[Sidenote] Wayne, J., Opinion in the Dred
Scott case, 19 Howard,
pp. 454-5.
The judges were, after all, but men. They dined, they talked, they exchanged daily personal and social courtesies with the political world. Curiosity, friendship, patriotism, led them to the floors of Congress to listen to the great debates. Official ceremony called them into the presence of the President, of legislators, of diplomats. They were feasted, flattered, questioned, reminded of their great opportunity, tempted with the suggestion of their supreme authority.[4] They could render their names illustrious. They could honor their States. They could do justice to the South. They could perpetuate their party. They could settle the slavery question. They could end sectional hatred, extinguish civil war, preserve the Union, save their country. Advanced age, physical feebleness, party bias, the political ardor of the youngest and the satiety of the eldest, all conspired to draw them under the insidious influence of such considerations. One of the judges in official language frankly avowed the motive and object of the majority of the court. “The case,” he wrote, “involves private rights of value, and constitutional principles of the highest importance, about which there had become such a difference of opinion that the peace and harmony of the country required the settlement of them by judicial decision.” This language betrays the confusion of ideas and misconception of authority which tempted the judges beyond their proper duty. Required only to decide a question of private rights, they thrust themselves forward to sit as umpires in a quarrel of parties and factions.
[Sidenote] Campbell to Tyler, Tyler, p. 384.
[Sidenote] Nelson to Tyler, Tyler, p. 385.
In an evil hour they yielded to the demands of “public interest,” and resolved to “fulfill public expectation.” Justice Wayne “proposed that the Chief-Justice should write an opinion on all of the questions as the opinion of the court. This was assented to, some reserving to themselves to qualify their assent as the opinion might require. Others of the court proposed to have no question, save one, discussed.” The extraordinary proceeding was calculated to touch the pride of Justice Nelson.
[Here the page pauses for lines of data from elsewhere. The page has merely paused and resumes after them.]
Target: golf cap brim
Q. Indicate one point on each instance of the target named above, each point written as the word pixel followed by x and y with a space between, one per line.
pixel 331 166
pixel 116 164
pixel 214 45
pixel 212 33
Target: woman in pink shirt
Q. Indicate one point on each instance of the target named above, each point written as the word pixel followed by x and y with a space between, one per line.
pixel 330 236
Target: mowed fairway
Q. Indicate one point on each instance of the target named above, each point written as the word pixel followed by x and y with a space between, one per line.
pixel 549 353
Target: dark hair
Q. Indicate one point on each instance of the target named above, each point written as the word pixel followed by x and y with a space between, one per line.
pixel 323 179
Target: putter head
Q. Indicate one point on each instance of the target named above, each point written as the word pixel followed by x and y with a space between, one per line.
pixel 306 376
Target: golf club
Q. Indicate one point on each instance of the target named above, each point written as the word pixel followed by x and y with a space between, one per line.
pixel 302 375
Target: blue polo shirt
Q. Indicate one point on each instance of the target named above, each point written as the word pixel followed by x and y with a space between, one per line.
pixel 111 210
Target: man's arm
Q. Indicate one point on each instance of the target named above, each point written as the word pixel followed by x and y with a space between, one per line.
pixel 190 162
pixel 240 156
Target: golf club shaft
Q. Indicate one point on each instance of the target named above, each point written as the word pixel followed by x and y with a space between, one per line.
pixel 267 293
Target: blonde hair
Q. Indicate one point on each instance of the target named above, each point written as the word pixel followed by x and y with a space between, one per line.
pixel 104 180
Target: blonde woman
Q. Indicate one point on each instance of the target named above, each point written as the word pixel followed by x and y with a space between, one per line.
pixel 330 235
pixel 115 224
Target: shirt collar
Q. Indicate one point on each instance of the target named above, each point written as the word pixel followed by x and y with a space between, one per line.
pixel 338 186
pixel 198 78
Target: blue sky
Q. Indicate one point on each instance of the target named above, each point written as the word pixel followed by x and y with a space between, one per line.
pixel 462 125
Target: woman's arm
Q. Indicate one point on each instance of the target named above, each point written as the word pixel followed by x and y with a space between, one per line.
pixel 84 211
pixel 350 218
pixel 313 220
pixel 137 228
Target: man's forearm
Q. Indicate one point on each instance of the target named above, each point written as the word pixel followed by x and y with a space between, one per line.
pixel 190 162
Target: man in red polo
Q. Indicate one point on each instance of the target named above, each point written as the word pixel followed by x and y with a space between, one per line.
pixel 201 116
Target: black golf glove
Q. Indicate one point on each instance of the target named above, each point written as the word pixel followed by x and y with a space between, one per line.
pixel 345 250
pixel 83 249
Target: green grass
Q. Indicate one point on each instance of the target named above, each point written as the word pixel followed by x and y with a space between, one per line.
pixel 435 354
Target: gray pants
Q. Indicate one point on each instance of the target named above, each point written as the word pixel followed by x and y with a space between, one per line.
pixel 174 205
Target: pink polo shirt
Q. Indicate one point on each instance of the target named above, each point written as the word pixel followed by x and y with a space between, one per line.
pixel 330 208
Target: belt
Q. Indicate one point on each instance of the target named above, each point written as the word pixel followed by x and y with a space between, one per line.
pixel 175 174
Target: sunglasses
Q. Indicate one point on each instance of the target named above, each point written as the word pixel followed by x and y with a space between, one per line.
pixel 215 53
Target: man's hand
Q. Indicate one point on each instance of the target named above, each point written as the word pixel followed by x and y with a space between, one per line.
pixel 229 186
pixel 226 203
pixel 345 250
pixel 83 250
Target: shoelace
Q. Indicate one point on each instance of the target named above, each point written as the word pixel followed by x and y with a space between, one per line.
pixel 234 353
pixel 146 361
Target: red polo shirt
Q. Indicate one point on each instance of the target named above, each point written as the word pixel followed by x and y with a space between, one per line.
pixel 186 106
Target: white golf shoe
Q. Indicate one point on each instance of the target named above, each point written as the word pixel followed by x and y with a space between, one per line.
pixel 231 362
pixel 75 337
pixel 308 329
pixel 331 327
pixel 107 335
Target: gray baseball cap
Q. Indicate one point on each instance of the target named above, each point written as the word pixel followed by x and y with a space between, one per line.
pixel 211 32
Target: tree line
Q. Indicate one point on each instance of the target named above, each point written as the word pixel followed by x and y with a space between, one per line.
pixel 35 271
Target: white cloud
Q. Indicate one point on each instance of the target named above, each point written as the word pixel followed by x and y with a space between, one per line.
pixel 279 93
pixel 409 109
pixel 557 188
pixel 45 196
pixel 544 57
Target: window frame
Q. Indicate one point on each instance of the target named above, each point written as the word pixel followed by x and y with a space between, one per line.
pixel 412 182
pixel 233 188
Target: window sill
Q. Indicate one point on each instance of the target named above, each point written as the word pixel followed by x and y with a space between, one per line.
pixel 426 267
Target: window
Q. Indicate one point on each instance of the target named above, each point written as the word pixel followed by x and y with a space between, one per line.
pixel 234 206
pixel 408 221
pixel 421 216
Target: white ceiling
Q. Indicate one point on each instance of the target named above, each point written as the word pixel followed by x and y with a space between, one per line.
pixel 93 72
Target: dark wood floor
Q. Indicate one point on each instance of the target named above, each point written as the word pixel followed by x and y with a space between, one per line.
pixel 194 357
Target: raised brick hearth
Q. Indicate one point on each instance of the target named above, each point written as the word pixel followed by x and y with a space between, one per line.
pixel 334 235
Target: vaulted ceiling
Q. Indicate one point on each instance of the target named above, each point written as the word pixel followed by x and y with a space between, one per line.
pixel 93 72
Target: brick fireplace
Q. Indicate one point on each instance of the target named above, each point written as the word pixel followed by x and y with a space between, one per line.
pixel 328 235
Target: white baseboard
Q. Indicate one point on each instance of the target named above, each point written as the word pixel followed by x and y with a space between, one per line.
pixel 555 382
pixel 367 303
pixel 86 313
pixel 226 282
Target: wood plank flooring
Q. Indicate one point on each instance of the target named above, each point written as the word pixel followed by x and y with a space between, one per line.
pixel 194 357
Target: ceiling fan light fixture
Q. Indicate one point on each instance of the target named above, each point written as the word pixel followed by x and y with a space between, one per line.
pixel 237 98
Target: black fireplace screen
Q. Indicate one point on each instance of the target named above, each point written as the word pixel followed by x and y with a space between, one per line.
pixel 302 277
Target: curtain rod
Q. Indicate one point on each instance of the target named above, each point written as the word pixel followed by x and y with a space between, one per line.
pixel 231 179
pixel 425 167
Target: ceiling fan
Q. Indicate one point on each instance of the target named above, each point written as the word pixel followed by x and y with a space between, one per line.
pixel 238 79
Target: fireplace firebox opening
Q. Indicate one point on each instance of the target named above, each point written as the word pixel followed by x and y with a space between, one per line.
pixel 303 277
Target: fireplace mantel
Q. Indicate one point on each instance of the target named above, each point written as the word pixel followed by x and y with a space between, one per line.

He appears to have given it a kind of sullen acquiescence. “I was not present,” he wrote, “when the majority decided to change the ground of the decision, and assigned the preparation of the opinion to the Chief-Justice; and when advised of the change I simply gave notice that I should read the opinion I had prepared as my own, and which is the one on file.” From this time the pens of other judges were busy, and in the inner political circles of Washington the case of Dred Scott gradually became a shadowy and portentous cause celebre.